Structure, mechanism, and substrate specificity of kynureninase.

The kynurenine pathway is the major route for tryptophan catabolism in animals and some fungi and bacteria. The procaryotic enzyme preferentially reacts with l-kynurenine, while eucaryotic kynureninases exhibit higher activity with 3-hydroxy-l-kynurenine. Crystallography of kynureninases from Pseudomonas fluorescens (PfKyn) and Homo sapiens (HsKyn) shows that the active sites are nearly identical, except that His-102, Asn-333, and Ser-332 in HsKyn are replaced by Trp-64, Thr-282, and Gly-281 in PfKyn. Site-directed mutagenesis of HsKyn shows that these residues are, at least in part, responsible for the differences in substrate specificity since the H102W/S332G/N333T triple mutant shows activity with kynurenine but not 3-hydroxykynurenine. PfKyn is strongly inhibited by analogs of a proposed gem-diolate intermediate, dihydrokynurenine, and S-(2-aminophenyl)-l-cysteine S,S-dioxide, with K(i) values in the low nanomolar range. Stopped-flow kinetic experiments show that a transient quinonoid intermediate is formed on mixing, which decays to a ketimine at 740 s(-1).
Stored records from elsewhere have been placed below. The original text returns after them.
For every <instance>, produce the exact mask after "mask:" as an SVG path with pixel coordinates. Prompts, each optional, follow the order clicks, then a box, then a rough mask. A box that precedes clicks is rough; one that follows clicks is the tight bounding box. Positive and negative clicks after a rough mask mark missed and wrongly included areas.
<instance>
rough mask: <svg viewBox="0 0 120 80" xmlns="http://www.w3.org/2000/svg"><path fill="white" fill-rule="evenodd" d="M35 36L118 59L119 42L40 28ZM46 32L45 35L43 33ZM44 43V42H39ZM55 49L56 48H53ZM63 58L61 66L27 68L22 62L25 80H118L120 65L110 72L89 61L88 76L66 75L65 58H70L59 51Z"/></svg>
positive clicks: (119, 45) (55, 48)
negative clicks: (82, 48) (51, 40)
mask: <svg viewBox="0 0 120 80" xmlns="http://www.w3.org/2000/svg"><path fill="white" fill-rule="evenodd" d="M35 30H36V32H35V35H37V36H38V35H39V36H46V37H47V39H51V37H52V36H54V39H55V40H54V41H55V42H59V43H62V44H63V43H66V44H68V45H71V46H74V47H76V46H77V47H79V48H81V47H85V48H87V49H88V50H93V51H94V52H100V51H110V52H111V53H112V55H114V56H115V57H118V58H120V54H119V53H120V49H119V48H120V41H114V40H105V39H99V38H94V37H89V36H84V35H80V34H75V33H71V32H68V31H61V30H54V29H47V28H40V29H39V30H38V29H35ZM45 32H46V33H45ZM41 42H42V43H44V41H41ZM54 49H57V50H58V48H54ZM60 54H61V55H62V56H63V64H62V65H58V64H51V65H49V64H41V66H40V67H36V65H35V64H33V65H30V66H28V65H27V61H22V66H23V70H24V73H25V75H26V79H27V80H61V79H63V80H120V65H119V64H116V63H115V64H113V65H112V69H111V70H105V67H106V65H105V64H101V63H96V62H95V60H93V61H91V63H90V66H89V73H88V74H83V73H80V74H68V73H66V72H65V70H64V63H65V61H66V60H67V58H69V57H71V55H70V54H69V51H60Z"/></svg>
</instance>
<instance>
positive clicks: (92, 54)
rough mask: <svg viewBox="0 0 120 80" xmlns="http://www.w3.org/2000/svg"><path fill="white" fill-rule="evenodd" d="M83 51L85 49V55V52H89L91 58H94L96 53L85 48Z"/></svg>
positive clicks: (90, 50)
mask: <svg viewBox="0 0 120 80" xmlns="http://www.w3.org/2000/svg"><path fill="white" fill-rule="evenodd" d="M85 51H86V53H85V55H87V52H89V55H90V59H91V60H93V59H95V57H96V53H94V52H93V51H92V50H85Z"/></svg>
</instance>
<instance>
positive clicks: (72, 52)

Quench experiments show that anthranilate, the first product, is formed in a stoichiometric burst at 50 s(-1) and thus the rate-determining step in the steady-state is the release of the second product, l-Ala. β-Benzoylalanine is also a good substrate for PfKyn but does not show a burst of benzoate formation, indicating that the rate-determining step for this substrate is benzoate release. A Hammett plot of rate constants for substituted β-benzoylalanines is non-linear, suggesting that carbonyl hydration is rate-determining for electron-donating groups, but C(β)-C(γ) cleavage is rate-determining for electron-withdrawing groups. This article is part of a Special Issue entitled: Pyridoxal phosphate Enzymology.